During the last 5 years low platinum prices reinforced perceptions that platinum offered ‘value for money’ in comparison with gold and palladium, while investor sentiment was bolstered by the near-term prospect of additional demand in gasoline autocatalysts and longer-term potential for platinum to play a key role in the hydrogen economy. ETF holdings had formed a record level of nearly 4 million oz at the beginning of 2021, while Japanese buyers had accumulated a net 1.9 million oz of platinum bars since 2015. With the platinum price ascending to a six-year high of just over US$ 1,300 in mid-February 2021, and then traded around US$ 1,200 between February and May 2021. In early June, platinum traded at around US$ 1100 per ounce.

For now, if the positive momentum continues, prices could again move towards the US$ 1,300 level in the following months after taking a short-term breather in the second or third quarter in 2021. Stabilization of world economics after Covid-19 pandemic, growing investment demand, and increasing the scale of the renewable-energy industry are powerful levers and price growth stimulators for platinum.

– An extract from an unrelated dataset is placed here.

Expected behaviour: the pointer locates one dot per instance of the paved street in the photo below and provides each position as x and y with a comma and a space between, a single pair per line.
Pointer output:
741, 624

Platinum price chart, US$/oz:

Platinum graph.jpg

Forecast:

The global focus on climate change and environmental policy has accelerated the development of detailed and coordinated global decarbonisation plans. The focus on decarbonisation and clean energy generation has been central to recent economic stimulus policies announced by the US, Europe, and China. All major global economic blocs are now committed to carbon neutrality by 2050 to 2060. Decarbonisation strategies will be achieved by the development of a competitive hydrogen economy, and production of green hydrogen. Hydrogen is targeted to meet 25% of global energy needs by 2050, being used to generate electricity, drive heavy industry, fuel vehicles and heat homes. Platinum’s role in the hydrogen economy is crucial, it is used in fuel cell electric vehicle (FCEV) stacks and in proton exchange membrane (PEM) electrolysers using polymer electrolyte to produce green hydrogen. Current hydrogen capacity investment plans, for both PEM and alkaline capacity, will be key to reducing the price of hydrogen, in turn driving up FCEV penetration and thus demand for platinum. The long-term demand potential for platinum now looks exceptionally strong, with the combination of platinum for palladium substitution in automotive uses, and development of hydrogen generation and FCEV applications, potentially creating over 1 moz of additional platinum demand by 2025, rising to over 2 moz by 2030.

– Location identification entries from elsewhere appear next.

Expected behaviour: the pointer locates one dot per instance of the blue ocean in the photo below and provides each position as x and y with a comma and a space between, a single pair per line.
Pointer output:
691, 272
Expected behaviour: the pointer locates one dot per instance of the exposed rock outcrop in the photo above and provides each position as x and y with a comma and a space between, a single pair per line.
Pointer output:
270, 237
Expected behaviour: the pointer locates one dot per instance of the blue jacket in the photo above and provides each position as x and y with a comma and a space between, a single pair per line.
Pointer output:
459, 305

According to the WPIC Quarterly Report Q1 2021, for 2021 total platinum supply is forecast to rise 16% year-on-year to 7,883 koz. However, it will remain below pre-pandemic 2019 levels, while total platinum demand is expected to rise by 5% year-on-year to 8,041 koz. As a result, the platinum market is forecast to remain in deficit in 2021, for the third consecutive year. Despite WPIC forecast total investment demand in 2021 being 53% lower than the record levels in 2020, bar and coin demand and ETF demand are expected to remain robust at 436 koz and 250 koz respectively. The accelerating global economic recovery from the negative impacts of the COVID-19 pandemic in 2020, combined with platinum’s compelling demand outlook, is expected to provide a strong incentive for investors to continue to expand platinum exposure. Moreover, further strong growth in the Chinese fuel cell industry over the next few years will drive and stimulate sustainable platinum demand.